There can always be speculation as to when the A343 or any other plane will go out of production, but its difficult to say. Who on here would have thought that this year Boeing would announce that the 757 line will come to an end? The threads about the end of the 757 showed that no one expected that, and the same can be said about the A343, no one really knows when the end of production will come.
ACB777, your opinion as to why the plane should go out of production is interesting, but since airlines think its a good aircraft even with those tiny, "underpowered" engines, I think we'll see the A343 in production for a while longer. The A343 fills a niche in air transport.

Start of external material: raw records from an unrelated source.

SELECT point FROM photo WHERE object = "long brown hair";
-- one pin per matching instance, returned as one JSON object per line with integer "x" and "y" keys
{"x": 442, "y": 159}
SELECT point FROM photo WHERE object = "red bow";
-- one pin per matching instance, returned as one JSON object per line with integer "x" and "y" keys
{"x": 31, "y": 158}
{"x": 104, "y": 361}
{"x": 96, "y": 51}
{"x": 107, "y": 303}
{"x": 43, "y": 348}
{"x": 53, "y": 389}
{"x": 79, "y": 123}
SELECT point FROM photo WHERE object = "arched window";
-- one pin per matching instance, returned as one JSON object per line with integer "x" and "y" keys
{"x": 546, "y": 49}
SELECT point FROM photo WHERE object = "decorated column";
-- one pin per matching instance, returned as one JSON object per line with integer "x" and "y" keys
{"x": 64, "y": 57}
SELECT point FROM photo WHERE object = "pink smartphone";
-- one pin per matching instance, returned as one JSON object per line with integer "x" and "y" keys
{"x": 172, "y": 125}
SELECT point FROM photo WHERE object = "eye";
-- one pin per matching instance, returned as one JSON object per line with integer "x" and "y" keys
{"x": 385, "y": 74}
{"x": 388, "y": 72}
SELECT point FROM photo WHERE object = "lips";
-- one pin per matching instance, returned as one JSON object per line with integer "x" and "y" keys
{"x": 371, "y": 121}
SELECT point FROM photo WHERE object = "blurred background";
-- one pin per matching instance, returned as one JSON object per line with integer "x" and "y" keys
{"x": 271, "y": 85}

Lyzzard From Singapore, joined Nov 2003, 404 posts, RR: 13
Reply 12, posted (11 years 8 months 7 hours ago) and read 6025 times:
I used to fly A343s with Singapore Airlines... those tiny engines are by far the most economical powerplants on any major commercial airliner. They were always the butt of cruel airplane jokes... birdstrike from the rear, the only airplane with 5 APUs etc... Granted the power to weight ratio isn't very impressive, but they do get the job done, albeit at a leisurely pace. Fuel burn in cruise averages 6.5 tons/hr, compared to 10.5 tons/hr on a B744. We always end up with extra gas during our flights, even while stuck at lower levels or avoiding extensive weather enroute. I have nothing but praise for the A340 and quite look forward to flying the A345 when SIA eventually gets them next month. Incidentally, from the performance firgures I've seen, the A345 is definitely the sexier and sportier version of this wonderful airplane. Time to altitude is shorterened by almost 5 mins at MTOW, cruise is a tad faster (0.83 vs 0.82)... and the dimensions of the Trents suit the aircraft better than the old CFM56.
MD80Nut From United States of America, joined Jul 2003, 1018 posts, RR: 8
Reply 14, posted (11 years 8 months 6 hours ago) and read 5866 times:
Airlines don't care about the looks or slow climb performance of an aircraft. If the aircraft is reliable and profitable to operate, then the demand will be there. The A340-300 has proven to be both, so I figure as soon as the airline business starts to pick up you'll see more A340-300 orders as well as for other aircraft. The bottom line is the A340-300 has proven itself an excellent long range aircraft, it should remain popular with airlines needing a long haul aircraft that's smaller that the 747-400 and A340-500/600.
The A340-300 may have a slow climb rate, but so far that hasn't proven to be a problem for any airline. It's popular with passengers as well, so there's no reason to discontinue it!